Ein zeitlicher Überblick, ein individueller Lernplan, genug Übung und eine passende Lernumgebung machen einen großen Unterschied bei der Abiturvorbereitung. Mit diesen einfachen, aber hilfreichen und bewährten Tipps zur Abiturvorbereitung gelingt die wichtige Vorbereitung auf die Abiturprüfungen.
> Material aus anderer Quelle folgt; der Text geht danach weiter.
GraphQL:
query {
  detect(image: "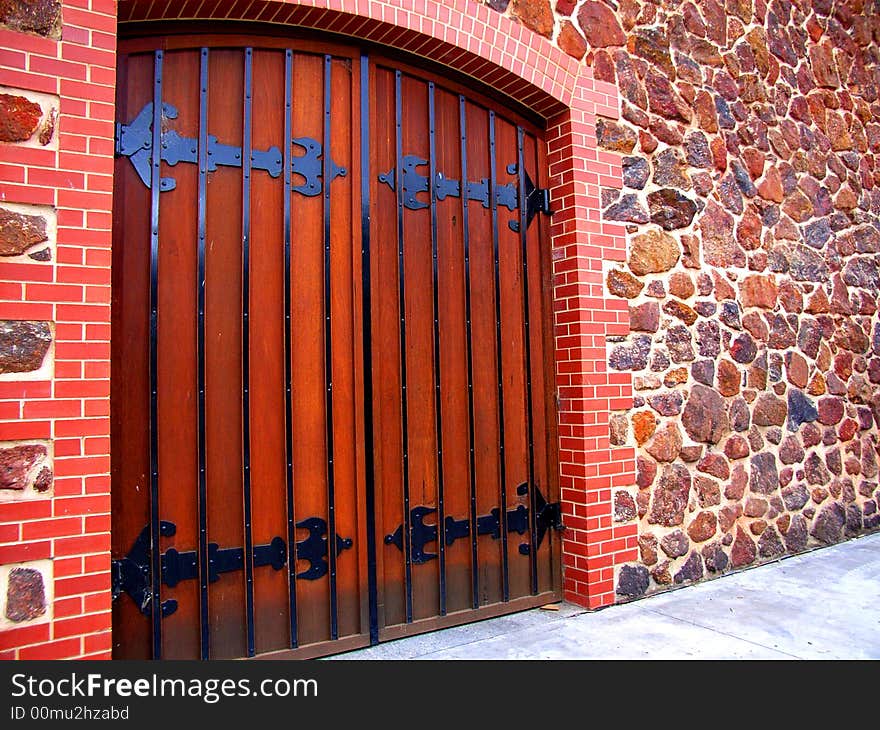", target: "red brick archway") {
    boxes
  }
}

[0,0,637,658]
[119,0,637,608]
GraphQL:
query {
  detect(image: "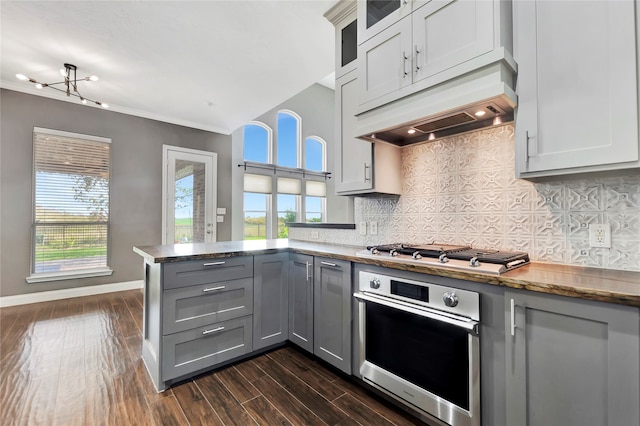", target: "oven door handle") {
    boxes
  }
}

[353,293,479,334]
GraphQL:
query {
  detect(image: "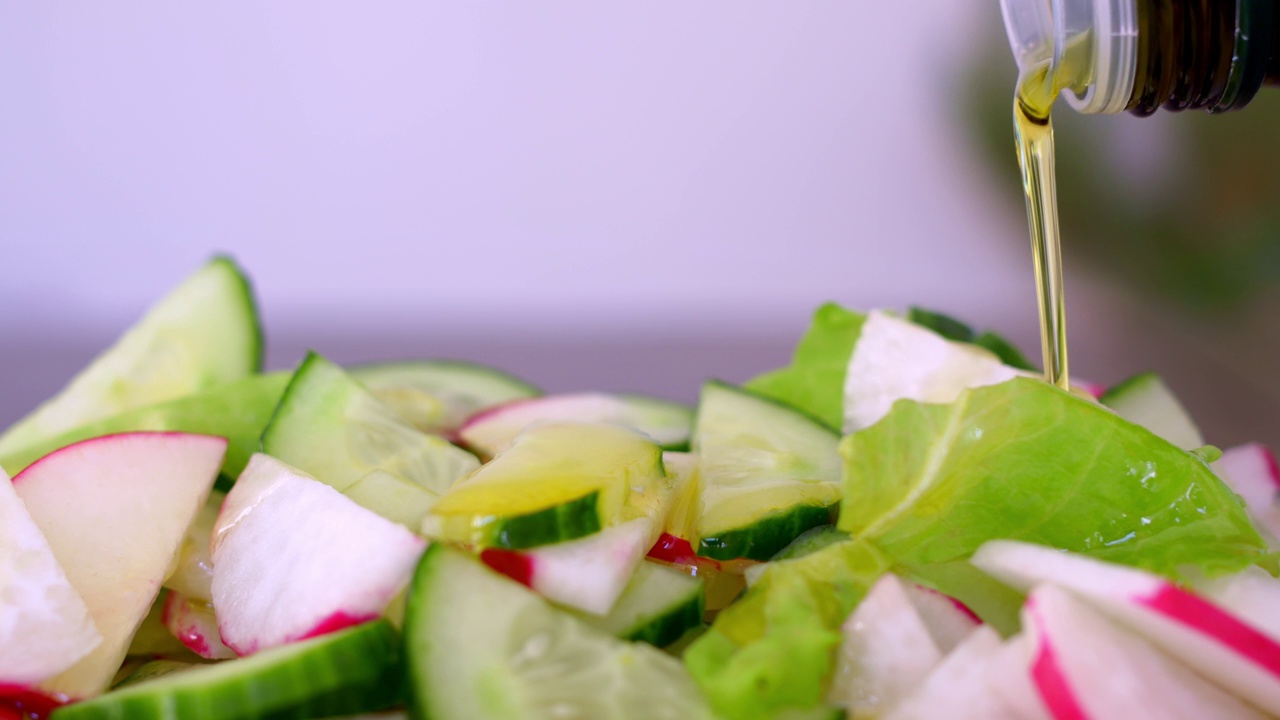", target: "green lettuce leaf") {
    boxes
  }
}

Überblick über die Prüfungstermine verschaffen

Der erste Schritt sollte immer sein, sich einen zeitlichen Überblick zu verschaffen. Wann sind die einzelnen Termine der Abiturprüfungen (Für das Abitur 2014 eine Übersicht: hier) und wie viel Zeit bleibt noch bis dahin zum Lernen? Wichtig ist sich früh genug damit zu beschäftigen. Viele Lernratgeber empfehlen eine intensive Abiturvorbereitungszeit von mindesten 100 Tagen. Sollte es dafür schon zu spät sein, nicht verzweifeln, das Wichtigste ist die Termine im Blick zu behalten und sein Lernpensum auf diesen (möglichst langen) Zeitraum zu verteilen.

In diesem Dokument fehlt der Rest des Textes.